Photo/Illutration Rescue workers evacuate residents of Komatsu, Ishikawa Prefecture, on Aug. 4 after heavy flooding. (Yunisu Mahar)

Failure to address global warming could result in a third of the world’s population facing temperatures exceeding 52 degrees and daily rainfall levels of 300 millimeters by the end of this century.

That is the dire forecast put together by a group of researchers at the University of Tokyo.

“The research results show that measures to deal with climate change based on past experience will be insufficient and that there is a need for even further reductions in greenhouse gas emissions and greater international support and cooperation,” said Taichi Sano, a doctoral candidate in the engineering graduate school and one of the key members of that group.

The research results are expected to be published shortly in a journal of Britain’s Institute of Physics.

The research was aimed at analyzing changes likely to occur over the course of this century with regard to the possibility of climatic disasters on a scale that occur once every two decades due to global warming.

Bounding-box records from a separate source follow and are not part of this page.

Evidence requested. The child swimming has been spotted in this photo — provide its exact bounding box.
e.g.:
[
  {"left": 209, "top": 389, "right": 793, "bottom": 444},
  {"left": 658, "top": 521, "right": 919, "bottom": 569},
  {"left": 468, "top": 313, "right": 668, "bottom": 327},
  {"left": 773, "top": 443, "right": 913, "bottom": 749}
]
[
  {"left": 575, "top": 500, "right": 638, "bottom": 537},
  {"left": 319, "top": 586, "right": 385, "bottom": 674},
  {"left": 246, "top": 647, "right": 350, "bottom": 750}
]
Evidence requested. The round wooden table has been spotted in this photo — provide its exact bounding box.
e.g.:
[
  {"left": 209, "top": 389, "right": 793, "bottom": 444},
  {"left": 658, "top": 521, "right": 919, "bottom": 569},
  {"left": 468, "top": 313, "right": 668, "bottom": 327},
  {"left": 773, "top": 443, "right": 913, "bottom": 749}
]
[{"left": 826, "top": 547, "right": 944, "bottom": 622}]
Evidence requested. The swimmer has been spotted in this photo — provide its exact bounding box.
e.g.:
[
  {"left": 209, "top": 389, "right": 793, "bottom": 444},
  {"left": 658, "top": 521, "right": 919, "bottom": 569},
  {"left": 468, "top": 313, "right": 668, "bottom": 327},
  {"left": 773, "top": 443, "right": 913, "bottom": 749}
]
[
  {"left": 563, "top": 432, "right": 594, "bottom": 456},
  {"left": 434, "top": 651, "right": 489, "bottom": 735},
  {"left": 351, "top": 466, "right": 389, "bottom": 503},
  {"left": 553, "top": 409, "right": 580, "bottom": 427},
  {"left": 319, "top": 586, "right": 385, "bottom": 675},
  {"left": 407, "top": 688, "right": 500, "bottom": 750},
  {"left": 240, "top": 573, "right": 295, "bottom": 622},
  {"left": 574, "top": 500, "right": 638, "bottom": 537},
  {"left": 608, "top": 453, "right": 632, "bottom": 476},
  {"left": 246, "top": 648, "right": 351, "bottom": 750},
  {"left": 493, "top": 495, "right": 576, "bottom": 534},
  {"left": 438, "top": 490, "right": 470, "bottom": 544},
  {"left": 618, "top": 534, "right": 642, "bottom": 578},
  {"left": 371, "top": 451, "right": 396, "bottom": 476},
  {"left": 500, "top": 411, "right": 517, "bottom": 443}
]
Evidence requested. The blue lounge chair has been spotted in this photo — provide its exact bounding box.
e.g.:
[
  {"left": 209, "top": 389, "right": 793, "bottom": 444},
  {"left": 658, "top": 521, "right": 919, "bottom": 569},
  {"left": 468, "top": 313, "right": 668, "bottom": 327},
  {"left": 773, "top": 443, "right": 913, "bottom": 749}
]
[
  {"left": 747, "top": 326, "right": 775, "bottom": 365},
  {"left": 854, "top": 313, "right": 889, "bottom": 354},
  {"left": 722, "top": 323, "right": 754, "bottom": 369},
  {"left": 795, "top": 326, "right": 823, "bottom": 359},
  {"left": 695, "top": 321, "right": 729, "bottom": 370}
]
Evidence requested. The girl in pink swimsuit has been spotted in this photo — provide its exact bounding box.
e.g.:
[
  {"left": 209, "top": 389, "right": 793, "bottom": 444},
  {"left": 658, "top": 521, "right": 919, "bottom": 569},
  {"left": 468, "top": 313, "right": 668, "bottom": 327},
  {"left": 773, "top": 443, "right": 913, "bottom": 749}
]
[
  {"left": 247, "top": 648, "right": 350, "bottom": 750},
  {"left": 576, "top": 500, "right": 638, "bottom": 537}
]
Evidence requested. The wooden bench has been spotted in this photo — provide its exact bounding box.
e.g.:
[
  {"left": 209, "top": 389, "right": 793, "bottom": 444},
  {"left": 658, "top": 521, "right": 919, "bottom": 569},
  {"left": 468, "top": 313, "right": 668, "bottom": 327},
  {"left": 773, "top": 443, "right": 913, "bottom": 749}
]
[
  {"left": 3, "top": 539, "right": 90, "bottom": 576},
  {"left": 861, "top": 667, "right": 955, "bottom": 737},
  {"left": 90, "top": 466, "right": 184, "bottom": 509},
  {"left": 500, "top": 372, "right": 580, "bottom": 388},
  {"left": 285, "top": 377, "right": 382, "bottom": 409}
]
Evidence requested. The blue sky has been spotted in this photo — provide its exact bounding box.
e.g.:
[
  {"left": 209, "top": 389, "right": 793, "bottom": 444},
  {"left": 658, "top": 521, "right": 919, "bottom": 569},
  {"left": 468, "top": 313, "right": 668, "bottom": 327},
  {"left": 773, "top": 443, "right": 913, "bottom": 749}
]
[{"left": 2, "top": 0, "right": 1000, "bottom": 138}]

If nothing is done, the researchers projected that 2.52 billion people, or 34 percent of the world’s population, could face the risk of unthinkable high temperatures and relentless heavy rainfall.

The research also pointed out that even if the initial goal set in the Paris Agreement on climate change to keep the increase in average global temperatures under 2 degrees of the level before the Industrial Revolution was met, about 1.1 billion people, or 16 percent of the total, would still face similar climate risks at the end of the century.

Areas that would be affected are heavily populated ones, such as South Asia and the Sahel region of Africa, that are already witnessing the devastating effects of global warming.

Unless more is done to tackle the problem, the impact will only become more severe with the result that those living in the affected regions would face tremendous difficulties coping with the effects of global warming.

Because people living in other regions could also someday face similar climate risks, there would be a need to learn from the measures implemented in the regions affected first, research group members said.